Deep Fetch Pipeline: fetch_docs_deep()
The main function orchestrates the three-step pipeline:
def fetch_docs_deep(url: str, config: Config):
client = Firecrawl(api_key=config.firecrawl.api_key)
# Step 1: Map — discover sub-links
map_result = client.map(url=url, limit=100)
all_links = [link.url for link in map_result.links]
# Step 2: Filter to same path prefix
filtered = _filter_by_path_prefix(
url, all_links, max_pages=config.firecrawl.max_pages
)
# Step 3: Batch scrape
batch_result = client.batch_scrape(
filtered, formats=["markdown"], poll_interval=2
)
# Step 4: Combine with section headers
parts = []
for page in batch_result.data:
page_title = page.metadata.title or "Untitled"
page_url = page.metadata.source_url or ""
parts.append(f"--- {page_title} ({page_url}) ---")
parts.append(page.markdown.strip())
return PageContent(
url=url, title=first_title,
text_content="\n".join(parts),
metadata={"source": "firecrawl", "pages_crawled": len(parts)}
)
The return value is a standard PageContent dataclass — the same type Playwright returns. The caller doesn’t need to know which fetcher produced the result.
Graceful Fallback
The integration point in content_fetcher.py makes Firecrawl optional:
if deep_urls and url in deep_urls and url_type == UrlType.DOCS_PAGE:
from .firecrawl_fetcher import fetch_docs_deep
fc_result = fetch_docs_deep(url, config)
if fc_result is not None:
results[url] = fc_result
continue
# Falls through to Playwright if Firecrawl returns None
No API key? Import error? API timeout? Each case returns None, and the caller transparently falls back to a single-page Playwright scrape. Users without a Firecrawl account get the same CLI — just without the --deep enrichment.
Firecrawl vs Playwright: When to Use Each
| Firecrawl | Playwright | |
|---|---|---|
| Best for | Documentation sites, public content | Authenticated pages, AI chat scraping |
| Multi-page | Native (map + batch) | Manual link following |
| Anti-bot | Managed proxies, stealth | DIY or basic |
| Output | Clean markdown | Raw HTML → custom extraction |
| Cost | Per-credit API | Free (compute only) |
| Auth flows | Limited | Full browser control (CDP) |
In log-blog, both coexist: Playwright handles generic pages and authenticated AI chat fetching via Chrome DevTools Protocol, while Firecrawl handles deep documentation crawling. The --deep flag on log-blog fetch triggers Firecrawl for docs URLs.
Insights
The “managed API + local fallback” pattern is becoming standard for AI-adjacent tooling. Firecrawl handles the complexity of proxy management, JavaScript rendering, and clean markdown extraction — things that are tedious to maintain in a custom Playwright setup. But keeping Playwright as a fallback means the tool works offline, without API keys, and for authenticated content that no external API can access.

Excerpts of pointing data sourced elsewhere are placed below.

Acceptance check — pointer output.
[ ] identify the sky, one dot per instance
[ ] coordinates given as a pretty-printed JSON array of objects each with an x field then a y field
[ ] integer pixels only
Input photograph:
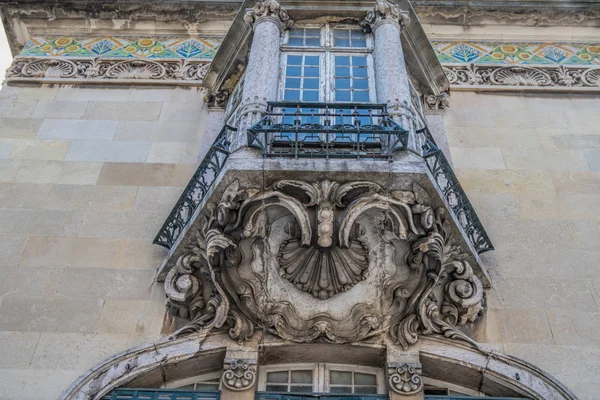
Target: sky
[{"x": 5, "y": 56}]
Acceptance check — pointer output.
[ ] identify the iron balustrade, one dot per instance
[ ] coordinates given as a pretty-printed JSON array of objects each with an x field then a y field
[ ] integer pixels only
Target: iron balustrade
[
  {"x": 197, "y": 188},
  {"x": 318, "y": 396},
  {"x": 327, "y": 130},
  {"x": 160, "y": 394},
  {"x": 453, "y": 192}
]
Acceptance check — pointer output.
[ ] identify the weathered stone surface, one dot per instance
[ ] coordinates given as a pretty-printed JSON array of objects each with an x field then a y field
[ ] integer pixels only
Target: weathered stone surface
[
  {"x": 20, "y": 128},
  {"x": 70, "y": 252},
  {"x": 49, "y": 315},
  {"x": 29, "y": 149},
  {"x": 75, "y": 351},
  {"x": 59, "y": 109},
  {"x": 140, "y": 174},
  {"x": 106, "y": 150},
  {"x": 477, "y": 158},
  {"x": 90, "y": 197},
  {"x": 17, "y": 349},
  {"x": 122, "y": 111},
  {"x": 60, "y": 172},
  {"x": 76, "y": 129},
  {"x": 95, "y": 283}
]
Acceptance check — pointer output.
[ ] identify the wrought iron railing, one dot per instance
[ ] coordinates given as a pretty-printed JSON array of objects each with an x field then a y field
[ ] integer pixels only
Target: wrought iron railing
[
  {"x": 454, "y": 194},
  {"x": 318, "y": 396},
  {"x": 327, "y": 130},
  {"x": 160, "y": 394},
  {"x": 199, "y": 185}
]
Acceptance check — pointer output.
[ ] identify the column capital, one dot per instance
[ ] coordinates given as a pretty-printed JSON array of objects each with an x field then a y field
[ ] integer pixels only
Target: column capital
[
  {"x": 385, "y": 12},
  {"x": 268, "y": 10},
  {"x": 405, "y": 378}
]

What struck me most about the /map endpoint is its efficiency: one credit discovers the entire URL structure of a documentation site. Combined with path-prefix filtering, you get precisely the context window an LLM needs — not the whole site, not just one page, but the relevant section. This mirrors how developers actually read docs: starting from one page and expanding outward through the section.
The broader pattern here is that AI tools are shifting from “scrape what you can” to “understand the structure, then fetch what matters.” Firecrawl’s map-before-scrape approach is the web equivalent of git log --stat before git diff — survey first, then dive deep.